What Explains the Tension Between Taiwan and China?

What Explains the Tension Between Taiwan and China?

The road from Taiwan’s Taoyuan International Airport to the capital, Taipei, looks like the sort of highway you would see anywhere else. However, in Taiwan, things are not always what they seem. Sections of this road double as runways. They aren’t normally used for planes, but they are ready in case Chinese missiles ever destroy the country’s conventional airstrips.

This isn’t the only example of stealth militarization in Taiwan. Cruise missiles stand ready in unmarked trucks. City neighbourhoods hide tanks. There is a hollowed-out mountain with room for on hundred fighter jets. The shoreline boasts an oil-filled pipeline ready to greet invaders with a wall of fire.
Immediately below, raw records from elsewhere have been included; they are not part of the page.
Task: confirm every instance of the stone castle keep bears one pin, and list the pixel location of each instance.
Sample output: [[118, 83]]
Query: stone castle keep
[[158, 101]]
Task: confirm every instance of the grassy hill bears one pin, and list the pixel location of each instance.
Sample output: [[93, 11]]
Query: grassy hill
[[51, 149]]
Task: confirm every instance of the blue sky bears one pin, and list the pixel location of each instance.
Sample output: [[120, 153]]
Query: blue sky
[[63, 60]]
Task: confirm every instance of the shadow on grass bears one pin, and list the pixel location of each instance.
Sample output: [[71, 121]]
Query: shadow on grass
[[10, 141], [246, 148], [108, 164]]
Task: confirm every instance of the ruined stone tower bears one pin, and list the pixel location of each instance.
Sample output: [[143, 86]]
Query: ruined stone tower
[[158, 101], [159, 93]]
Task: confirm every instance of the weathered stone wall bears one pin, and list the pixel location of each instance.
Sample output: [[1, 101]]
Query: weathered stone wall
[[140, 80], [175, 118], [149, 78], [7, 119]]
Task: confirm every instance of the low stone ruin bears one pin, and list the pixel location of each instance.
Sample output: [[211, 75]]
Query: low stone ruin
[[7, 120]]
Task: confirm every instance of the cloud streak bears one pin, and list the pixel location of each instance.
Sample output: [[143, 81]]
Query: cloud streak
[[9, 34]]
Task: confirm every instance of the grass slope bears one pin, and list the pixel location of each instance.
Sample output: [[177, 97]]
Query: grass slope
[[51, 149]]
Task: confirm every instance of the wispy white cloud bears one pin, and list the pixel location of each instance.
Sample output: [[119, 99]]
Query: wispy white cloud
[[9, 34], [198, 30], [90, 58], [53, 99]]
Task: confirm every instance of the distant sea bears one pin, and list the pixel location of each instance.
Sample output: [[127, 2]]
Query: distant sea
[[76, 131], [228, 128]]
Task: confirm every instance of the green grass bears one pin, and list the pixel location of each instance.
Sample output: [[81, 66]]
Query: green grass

Taiwan has good reason to be nervous. China, its hulking neighbour, regularly states its intention to take over Taiwan. If China attacked, it would probably succeed. But Taiwan’s military preparations force China to think hard about just how many Chinese soldiers would die if they tried. Military experts call it a porcupine strategy. So far, it has proved very effective.

China’s claim to Taiwan rests on its control of the island between 1683 and 1895. Before 1683, Taiwan was ruled by its indigenous Malay and Polynesian population. After 1895, China lost the island to the Japanese, who held it until 1945. It was what happened after 1945 that sealed the hatred between Taiwan and the mainland.

When the Second World War ended that year and Japanese troops left China, the fighting didn’t stop. China was plunged into a civil war between Communists and the party that had ruled the country in the 1920’s and 1930’s: the Guomindang.

By 1949, the Guomindang were losing badly. The leadership moved crates full of art treasures and bullion across the water to Taiwan, then fled there themselves, along with one million soldiers. The Guomindang claimed that it was still the legitimate government of all China, and many countries, including the United States, supported their claim. Meanwhile, the victorious Communists under Mao Zedong asserted their right over Taiwan, and vowed to invade, occupy the island, unite China, and destroy their rivals.

Neither side has changed its position much since 1949. Taiwan has survived in part because of strong friends, notably the United States, which has consistently backed the government in Taipei. Thousands of Pentagon officials continue to visit Taiwan each year on military business. However, the US has also become more and more friendly to mainland China: its billion-plus consumers make it irresistible to American firms.

China continues to threaten Taiwan with invasion. They perform live-fire drills in the Taiwan strait. But business ties between the two countries are stronger than ever. Tens of thousands of Taiwanese companies operate in China, including Foxconn which makes iPhones in its factories there. War between the two countries is in no one’s interests.

The danger is that China’s government may one day fan the flames of anti-Taiwan nationalism to a point where it can no longer control it. The temptation to do so will increase when China’s hitherto bulletproof economy falters, as it surely will. Nicholas II, the leader of Russia before the First World War, did something similar and then found that popular pressure pushed him into war against his better judgement. More recently, Vladimir Putin has used foreign adventures to maintain his popularity as Russian living standards have stagnated. China’s leaders may one day think of doing the same.

They will, however, think twice. Taiwan’s defenses are formidable.  Popular opinion is fickle and in China it might turn against the government once Taiwanese missiles hit targets on the mainland and Chinese sailors burn to death on torpedoed boats. Considerations like this provide hope that the porcupine will survive for a long while yet.